Il vantaggio di cui godranno i "grandi" depositi nel 2012 è ancora più evidente se si guarda ai cambiamenti che avverranno l'anno prossimo. Non solo verrà alzata la percentuale dell'imposta, che passerà allo 0,15%, ma verrà anche tolto il tetto massimo.

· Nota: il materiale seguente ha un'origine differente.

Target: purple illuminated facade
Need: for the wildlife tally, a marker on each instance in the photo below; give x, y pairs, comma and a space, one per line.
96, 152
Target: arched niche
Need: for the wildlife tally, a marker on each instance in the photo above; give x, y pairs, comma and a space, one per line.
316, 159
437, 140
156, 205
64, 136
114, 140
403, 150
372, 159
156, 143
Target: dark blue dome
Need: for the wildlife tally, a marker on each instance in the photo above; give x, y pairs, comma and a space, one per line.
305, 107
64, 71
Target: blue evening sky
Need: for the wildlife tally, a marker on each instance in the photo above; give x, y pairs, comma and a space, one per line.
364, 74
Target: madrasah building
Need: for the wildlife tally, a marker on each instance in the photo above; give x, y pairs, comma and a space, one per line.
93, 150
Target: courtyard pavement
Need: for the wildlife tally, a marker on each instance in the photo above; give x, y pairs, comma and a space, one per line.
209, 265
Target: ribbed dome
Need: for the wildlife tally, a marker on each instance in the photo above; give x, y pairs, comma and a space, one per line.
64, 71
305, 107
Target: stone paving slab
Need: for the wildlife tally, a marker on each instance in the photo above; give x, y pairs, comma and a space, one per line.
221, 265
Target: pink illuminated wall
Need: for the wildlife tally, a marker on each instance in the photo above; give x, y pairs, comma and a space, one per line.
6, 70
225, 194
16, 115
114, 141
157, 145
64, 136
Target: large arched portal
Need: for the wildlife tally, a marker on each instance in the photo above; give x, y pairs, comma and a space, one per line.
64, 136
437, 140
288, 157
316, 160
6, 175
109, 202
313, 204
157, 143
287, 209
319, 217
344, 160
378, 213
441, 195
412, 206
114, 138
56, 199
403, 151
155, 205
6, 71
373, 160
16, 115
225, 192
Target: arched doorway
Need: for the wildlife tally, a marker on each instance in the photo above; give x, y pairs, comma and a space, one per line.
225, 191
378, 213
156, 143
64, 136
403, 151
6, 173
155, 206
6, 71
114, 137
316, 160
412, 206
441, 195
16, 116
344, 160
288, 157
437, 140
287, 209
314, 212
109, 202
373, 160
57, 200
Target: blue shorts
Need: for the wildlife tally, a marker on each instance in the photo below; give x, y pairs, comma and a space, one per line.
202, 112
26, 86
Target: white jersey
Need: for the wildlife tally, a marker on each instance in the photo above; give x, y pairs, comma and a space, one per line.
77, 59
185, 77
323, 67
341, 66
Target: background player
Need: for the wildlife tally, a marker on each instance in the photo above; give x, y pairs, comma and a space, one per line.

Intanto i piccoli risparmiatori appaiono i più duramente colpiti dall'imposta di bollo. Il decreto, infatti, oltre a preveder un tetto massimo per l'imposta, ha stabilito anche un minimo che corrisponde a 34,2 euro. Questo limite minimo, come accade per quello massimo, elimina la progressione percentuale dell'imposta, questa volta, però a svantaggio dei depositi più bassi, cioè quelli compresi tra 0 e 34.200 euro. La beffa, inoltre, è che i titolari dei "piccoli" depositi risentiranno fin da subito, e non tra un anno, del nuovo super bollo, come invece è toccato ai risparmiatori facoltosi.